Transposées en droit interne, ces règles furent étendues à l'ensemble des délégations. Désormais,
elles doivent toutes faire l'objet d'une publicité préalable, depuis la loi Sapin du 29 janvier 1993.
Par son arrêt du 23 décembre 2009, Etablissement public du musée et du domaine national de
Versailles, le Conseil d'État a en outre imposé que les délégations se conforment aux principes
généraux de la commande publique : liberté d'accès, égalité de traitement des candidats,
transparence des procédures.
Au-delà de cette base, à l'instar des procédures aménagées pour les marchés, les règles applicables
se révèlent plus ou moins strictes selon les cas.
Comme tout contrat, le contrat administratif comporte des droits et des obligations.

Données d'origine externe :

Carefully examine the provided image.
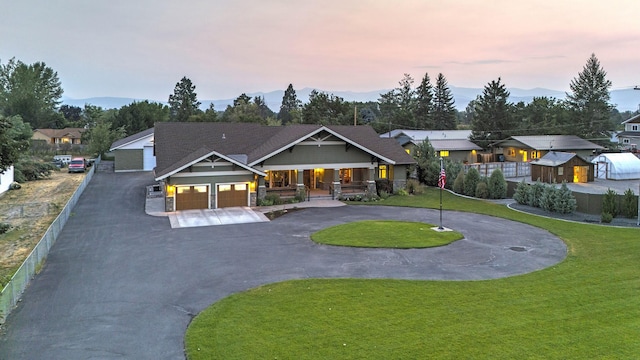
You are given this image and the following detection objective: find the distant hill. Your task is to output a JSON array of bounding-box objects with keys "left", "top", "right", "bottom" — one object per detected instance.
[{"left": 62, "top": 86, "right": 640, "bottom": 112}]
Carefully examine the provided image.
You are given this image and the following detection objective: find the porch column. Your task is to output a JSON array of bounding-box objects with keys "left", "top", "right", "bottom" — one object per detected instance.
[
  {"left": 367, "top": 167, "right": 378, "bottom": 195},
  {"left": 296, "top": 169, "right": 307, "bottom": 198},
  {"left": 332, "top": 169, "right": 342, "bottom": 199}
]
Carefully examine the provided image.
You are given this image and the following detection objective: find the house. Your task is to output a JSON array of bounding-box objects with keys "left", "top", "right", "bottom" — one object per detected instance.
[
  {"left": 591, "top": 152, "right": 640, "bottom": 180},
  {"left": 531, "top": 151, "right": 594, "bottom": 184},
  {"left": 380, "top": 129, "right": 482, "bottom": 163},
  {"left": 491, "top": 135, "right": 604, "bottom": 162},
  {"left": 0, "top": 166, "right": 13, "bottom": 195},
  {"left": 154, "top": 122, "right": 415, "bottom": 211},
  {"left": 109, "top": 128, "right": 156, "bottom": 172},
  {"left": 616, "top": 114, "right": 640, "bottom": 152},
  {"left": 31, "top": 128, "right": 85, "bottom": 145}
]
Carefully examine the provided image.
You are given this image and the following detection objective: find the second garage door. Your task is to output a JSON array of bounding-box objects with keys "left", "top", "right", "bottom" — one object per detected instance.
[{"left": 218, "top": 184, "right": 249, "bottom": 208}]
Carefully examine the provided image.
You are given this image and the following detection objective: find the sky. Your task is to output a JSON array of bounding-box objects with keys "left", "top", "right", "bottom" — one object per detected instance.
[{"left": 0, "top": 0, "right": 640, "bottom": 101}]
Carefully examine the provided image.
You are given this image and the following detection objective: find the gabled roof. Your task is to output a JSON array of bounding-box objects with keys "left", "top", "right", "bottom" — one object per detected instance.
[
  {"left": 492, "top": 135, "right": 604, "bottom": 150},
  {"left": 109, "top": 128, "right": 154, "bottom": 151},
  {"left": 33, "top": 128, "right": 85, "bottom": 139},
  {"left": 622, "top": 114, "right": 640, "bottom": 124},
  {"left": 154, "top": 122, "right": 415, "bottom": 180},
  {"left": 531, "top": 151, "right": 587, "bottom": 167}
]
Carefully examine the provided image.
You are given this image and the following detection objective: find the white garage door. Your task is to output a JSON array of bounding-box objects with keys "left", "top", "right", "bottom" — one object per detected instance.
[{"left": 142, "top": 146, "right": 156, "bottom": 171}]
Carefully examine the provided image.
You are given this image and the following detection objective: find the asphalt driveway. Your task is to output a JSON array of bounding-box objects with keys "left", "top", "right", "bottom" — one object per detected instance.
[{"left": 0, "top": 173, "right": 566, "bottom": 359}]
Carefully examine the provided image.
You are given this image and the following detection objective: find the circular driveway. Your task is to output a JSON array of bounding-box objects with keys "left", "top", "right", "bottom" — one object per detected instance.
[{"left": 0, "top": 173, "right": 566, "bottom": 359}]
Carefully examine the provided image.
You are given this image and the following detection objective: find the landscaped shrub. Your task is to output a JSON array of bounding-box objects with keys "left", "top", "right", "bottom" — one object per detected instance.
[
  {"left": 487, "top": 169, "right": 507, "bottom": 199},
  {"left": 513, "top": 179, "right": 531, "bottom": 205},
  {"left": 453, "top": 169, "right": 464, "bottom": 194},
  {"left": 620, "top": 189, "right": 638, "bottom": 219},
  {"left": 555, "top": 181, "right": 578, "bottom": 214},
  {"left": 464, "top": 167, "right": 480, "bottom": 196},
  {"left": 527, "top": 180, "right": 544, "bottom": 207},
  {"left": 376, "top": 179, "right": 393, "bottom": 195},
  {"left": 540, "top": 185, "right": 557, "bottom": 212},
  {"left": 476, "top": 181, "right": 489, "bottom": 199},
  {"left": 602, "top": 189, "right": 618, "bottom": 217}
]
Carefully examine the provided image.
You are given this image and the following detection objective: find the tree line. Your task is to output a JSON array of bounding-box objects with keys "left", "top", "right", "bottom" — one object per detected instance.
[{"left": 0, "top": 54, "right": 632, "bottom": 170}]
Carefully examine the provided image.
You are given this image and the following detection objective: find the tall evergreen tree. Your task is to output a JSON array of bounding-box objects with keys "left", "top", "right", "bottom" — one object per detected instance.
[
  {"left": 413, "top": 73, "right": 434, "bottom": 129},
  {"left": 169, "top": 76, "right": 201, "bottom": 122},
  {"left": 278, "top": 84, "right": 302, "bottom": 125},
  {"left": 471, "top": 78, "right": 514, "bottom": 149},
  {"left": 432, "top": 73, "right": 456, "bottom": 130},
  {"left": 566, "top": 54, "right": 615, "bottom": 140}
]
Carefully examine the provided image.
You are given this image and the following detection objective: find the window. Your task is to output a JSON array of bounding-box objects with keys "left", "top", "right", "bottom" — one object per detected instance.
[{"left": 378, "top": 165, "right": 387, "bottom": 179}]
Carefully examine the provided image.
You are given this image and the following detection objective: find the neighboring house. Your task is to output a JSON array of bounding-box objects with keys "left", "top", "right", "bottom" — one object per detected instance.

D'origine
principalement jurisprudentielle, le droit de l'exécution du contrat montre une certaine inégalité
dans les rapports contractuels.
La personne publique détient des pouvoirs spécifiques qui se justifient par la poursuite de l'intérêt
général. En contrepartie, ces prérogatives sont contrebalancées par les droits financiers du
contractant.
§.1 une exécution marquée par les prérogatives juridiques de la personne publique
Cette palette de mesures coercitives orientée vers l'exécution effective de l'obligation contractuelle
peut être décidée unilatéralement par l'administration cocontractante, sans qu’un juge intervienne,
car depuis une décision de 1907, ce dernier estime que les pouvoirs de sanction existent de plein
droit, même en l'absence de toute précision du contrat. Il s'agit de l'arrêt du Conseil d'État du 31 mai
1907 Deplanque.
Dans un arrêt bien plus récent du Conseil d'État rendu en Assemblée le 9 novembre 2016, société
Fosmax, la juridiction rattache le pouvoir de l'administration de prononcer les sanctions coercitives,
je cite : “ Aux règles générales applicables aux contrats administratifs et il est présenté comme une
règle d'ordre public à laquelle les personnes publiques ne peuvent valablement renoncer.”
Elle doit être fondée sur de réelles raisons d'intérêt général que le juge peut être amené à contrôler.
Alors prenons un exemple, la décision d'Assemblée rendue par le Conseil d'État le 2 mai 1958.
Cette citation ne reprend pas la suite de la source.